When Pepsi released its astonishingly tone-deaf protest-themed ad earlier this week, there was a single question on everyone’s mind: How on earth did that ad get made?
Dozens of people have to sign off on a massive, multimillion-dollar ad campaign for a giant global brand. How could they all have thought it was a good idea to suggest that the key to ending police brutality is to present the cops with soda? How did no one suggest that it might not be great to appropriate the Black Lives Matter movement so crassly and with such little grace?
I myself theorized that the ad was the brainchild of Don Draper’s grandson Ron, but SNL has another, possibly more plausible theory: The ad was created by a well-meaning clueless white dude who simply never ran the idea by anyone else until after production had begun.
“Hey! Sorry I can’t super talk right now, I’m on the set of this huge Pepsi commercial I’m doing…” #SNL pic.twitter.com/5Od8W3khYO
— Saturday Night Live (@nbcsnl) April 9, 2017
In the sketch, Beck Bennett’s Pepsi Ad Guy starts enthusiastically explaining the idea to his friend over the phone:
And so everybody is marching, right? And they can see police officers, and they think it's gonna go bad because there's kind of, like, a standoff. And then Kendall Jenner walks in, and she walks up to one of the police officers, and she hands him a Pepsi. And then that Pepsi brings everybody together. Isn't that, like, the best ad ever?

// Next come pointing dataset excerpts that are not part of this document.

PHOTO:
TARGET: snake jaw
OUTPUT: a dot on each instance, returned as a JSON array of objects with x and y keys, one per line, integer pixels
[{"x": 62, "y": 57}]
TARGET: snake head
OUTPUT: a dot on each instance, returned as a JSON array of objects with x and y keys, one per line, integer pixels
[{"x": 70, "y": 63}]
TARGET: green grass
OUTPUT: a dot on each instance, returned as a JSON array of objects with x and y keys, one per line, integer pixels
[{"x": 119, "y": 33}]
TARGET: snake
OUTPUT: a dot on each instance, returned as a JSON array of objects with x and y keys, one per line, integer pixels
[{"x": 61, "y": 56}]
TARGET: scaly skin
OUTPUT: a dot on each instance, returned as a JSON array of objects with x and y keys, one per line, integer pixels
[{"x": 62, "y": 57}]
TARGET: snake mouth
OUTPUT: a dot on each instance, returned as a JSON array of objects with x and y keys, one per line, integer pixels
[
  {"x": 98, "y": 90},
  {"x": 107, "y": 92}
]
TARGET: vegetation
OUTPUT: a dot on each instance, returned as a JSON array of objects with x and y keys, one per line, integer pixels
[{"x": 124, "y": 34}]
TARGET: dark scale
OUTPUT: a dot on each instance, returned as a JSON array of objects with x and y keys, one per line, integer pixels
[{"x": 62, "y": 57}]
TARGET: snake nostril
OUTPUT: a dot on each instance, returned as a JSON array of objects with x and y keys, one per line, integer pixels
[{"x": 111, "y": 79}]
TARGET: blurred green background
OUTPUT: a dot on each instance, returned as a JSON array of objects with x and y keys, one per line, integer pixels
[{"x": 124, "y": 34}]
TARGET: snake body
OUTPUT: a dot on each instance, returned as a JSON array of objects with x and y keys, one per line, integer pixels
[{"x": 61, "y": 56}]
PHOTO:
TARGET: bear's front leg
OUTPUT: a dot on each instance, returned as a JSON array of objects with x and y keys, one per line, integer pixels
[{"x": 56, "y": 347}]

We don’t hear the friend’s response, but Pepsi Ad Guy’s face, slowly deflating in a long silent shot, says it all: He’s hearing everything that Twitter said about that ad on Tuesday night, but in person.
“I think maybe you just don’t you get it,” Pepsi Ad Guy says defensively, but after he checks in with another friend and a random black lady, it becomes clear that there’s only one course of action left for any sane person. He runs for it.